Ну, что делать – это ясно: всех раскидать, всех порезать, и домой к Ма, к папе. Только писать очень хочется: ой-е-ей, как хочется! Это героини романов никогда в туалет не ходят! Даже по-маленькому, не говоря уж… А я так не могу! Ч-черт! А плевать! А пускай!! Жизнь дороже!!! В конце концов… Да ну вас всех! – Она расслабила мышцы, и ногам стало горячо. – И наплевать! Зато как хорошо-то! Фу-у… Ну, ребята, вы еще пожалеете! Сейчас я вам устрою! Сейчас я вам…»

Эллана лежала на дне повозки в пыльном ковре и накручивала, распаляла себя, пытаясь впасть в то знакомое, где-то даже любимое, состояние этакого бешенства, из которого только два выхода – победа или смерть! Тренер пытался отучить ее от этого при помощи оплеух и длинных нотаций: «Боец, который весит пятьдесят килограммов вместе с тапочками, не может, не должен впадать в состояние гарра – это для больших и сильных! Твое оружие – расчет и точность, ювелирная точность и безупречный расчет!» Он даже отцу жаловался, но Патиш сказал, что это у нее наследственное. Нет, она может удержаться, когда захочет… если захочет.
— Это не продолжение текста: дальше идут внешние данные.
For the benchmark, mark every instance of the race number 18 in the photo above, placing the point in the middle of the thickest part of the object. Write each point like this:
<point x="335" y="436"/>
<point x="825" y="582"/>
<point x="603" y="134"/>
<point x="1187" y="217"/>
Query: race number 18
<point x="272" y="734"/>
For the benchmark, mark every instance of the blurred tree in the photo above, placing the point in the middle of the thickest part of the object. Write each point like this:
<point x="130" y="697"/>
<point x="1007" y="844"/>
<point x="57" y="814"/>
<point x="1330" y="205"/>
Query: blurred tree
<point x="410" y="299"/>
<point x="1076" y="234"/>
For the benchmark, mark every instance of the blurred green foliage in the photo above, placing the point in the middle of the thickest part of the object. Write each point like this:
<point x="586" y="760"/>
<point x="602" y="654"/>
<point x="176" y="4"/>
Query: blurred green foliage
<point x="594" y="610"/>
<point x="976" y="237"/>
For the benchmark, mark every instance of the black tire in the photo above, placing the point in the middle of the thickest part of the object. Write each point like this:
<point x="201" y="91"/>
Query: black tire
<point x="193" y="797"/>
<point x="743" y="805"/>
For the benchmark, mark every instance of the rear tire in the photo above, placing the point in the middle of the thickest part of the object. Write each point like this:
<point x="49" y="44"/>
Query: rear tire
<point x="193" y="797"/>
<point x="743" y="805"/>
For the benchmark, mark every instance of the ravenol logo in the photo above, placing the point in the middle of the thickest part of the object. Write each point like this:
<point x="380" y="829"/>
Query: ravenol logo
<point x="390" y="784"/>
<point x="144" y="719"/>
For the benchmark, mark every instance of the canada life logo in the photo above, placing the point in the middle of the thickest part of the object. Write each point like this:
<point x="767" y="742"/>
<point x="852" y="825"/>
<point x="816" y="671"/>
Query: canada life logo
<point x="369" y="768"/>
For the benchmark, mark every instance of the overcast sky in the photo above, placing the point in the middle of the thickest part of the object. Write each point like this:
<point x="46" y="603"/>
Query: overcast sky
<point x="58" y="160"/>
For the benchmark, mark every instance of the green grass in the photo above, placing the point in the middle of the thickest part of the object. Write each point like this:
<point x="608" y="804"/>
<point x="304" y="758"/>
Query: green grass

Желаемое состояние все не приходило, наоборот: накатывала обида и жалость к себе – вот она тут лежит, маленькая, мокрая… «Нет! Хватит! Ну, гады!!!»

Кинжал мешал выбираться, и пришлось зажать его зубами, на всякий случай оттянув губы. Элл чуть-чуть проползла в задок повозки и взяла кинжал в левую руку. Правую она подняла, провела между расставленных ног мужчины, прицелилась, выдохнула и… цапнула его мошонку и рванула вниз!

Человек вскрикнул, взмахнул руками и начал садиться. Эллана подалась вверх навстречу и боднула его головой в зад. Как был – скрючившись и держась руками за пах, мужчина выпал на дорогу. Он еще, наверное, не долетел до земли, а Эллана уже повернулась и прыгнула вперед, на того, кто первым оглянулся.

Дальше был бред, безумие… Она не думала, не контролировала ситуацию – она дралась. Всем, чем могла, использовала все, что умела, все, что применять можно только на пороге смерти: целилась в горло, в глаза, в пах, ломала пальцы, рвала губы и ноздри. Ее тоже били, хватали, валили на землю. Она вырывалась, выскальзывала, выворачивалась, то теряла кинжал, то выхватывала его из чьей-то руки, прокусив запястье, опять теряла… Наверное, ее не хотели убивать, а удержать не могли.